When we need to count how many times we can form the word "pizza" from available characters in a string, we need to check the frequency of each required character. Since "pizza" contains 'p', 'i', 'z', 'z', 'a', we need at least 1 'p', 1 'i', 2 'z', and 1 'a' to form one complete word.

So, if the input is like "ihzapezlzzilaop", then the output will be 2.

Algorithm

To solve this problem, we follow these steps ?

• Count frequency of 'p' in the string
• Count frequency of 'i' in the string
• Count frequency of 'z' in the string (divide by 2 since we need 2 'z' per pizza)
• Count frequency of 'a' in the string
• Return the minimum of all these counts

Example

class Solution:
    def solve(self, s):
        p_freq = s.count('p')
        i_freq = s.count('i')
        z_freq = s.count('z')
        a_freq = s.count('a')
        return min(p_freq, i_freq, z_freq // 2, a_freq)

ob = Solution()
print(ob.solve("ihzapezlzzilaop"))

2

How It Works

In the string "ihzapezlzzilaop", let's count each character ?

s = "ihzapezlzzilaop"

p_count = s.count('p')
i_count = s.count('i')
z_count = s.count('z')
a_count = s.count('a')

print(f"p: {p_count}, i: {i_count}, z: {z_count}, a: {a_count}")
print(f"Possible pizzas: {min(p_count, i_count, z_count // 2, a_count)}")

p: 2, i: 2, z: 4, a: 2
Possible pizzas: 2

Alternative Implementation

Using Counter from collections module ?

from collections import Counter

def count_pizzas(s):
    freq = Counter(s)
    return min(freq['p'], freq['i'], freq['z'] // 2, freq['a'])

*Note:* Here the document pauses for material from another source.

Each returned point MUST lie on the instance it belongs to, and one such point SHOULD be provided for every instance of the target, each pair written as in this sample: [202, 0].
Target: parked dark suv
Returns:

result = count_pizzas("ihzapezlzzilaop")
print(result)

2

Conclusion

To count possible "pizza" formations, find the minimum of individual character frequencies, remembering that 'z' needs to be divided by 2 since "pizza" requires two 'z' characters. The bottleneck character determines the maximum number of complete words we can form.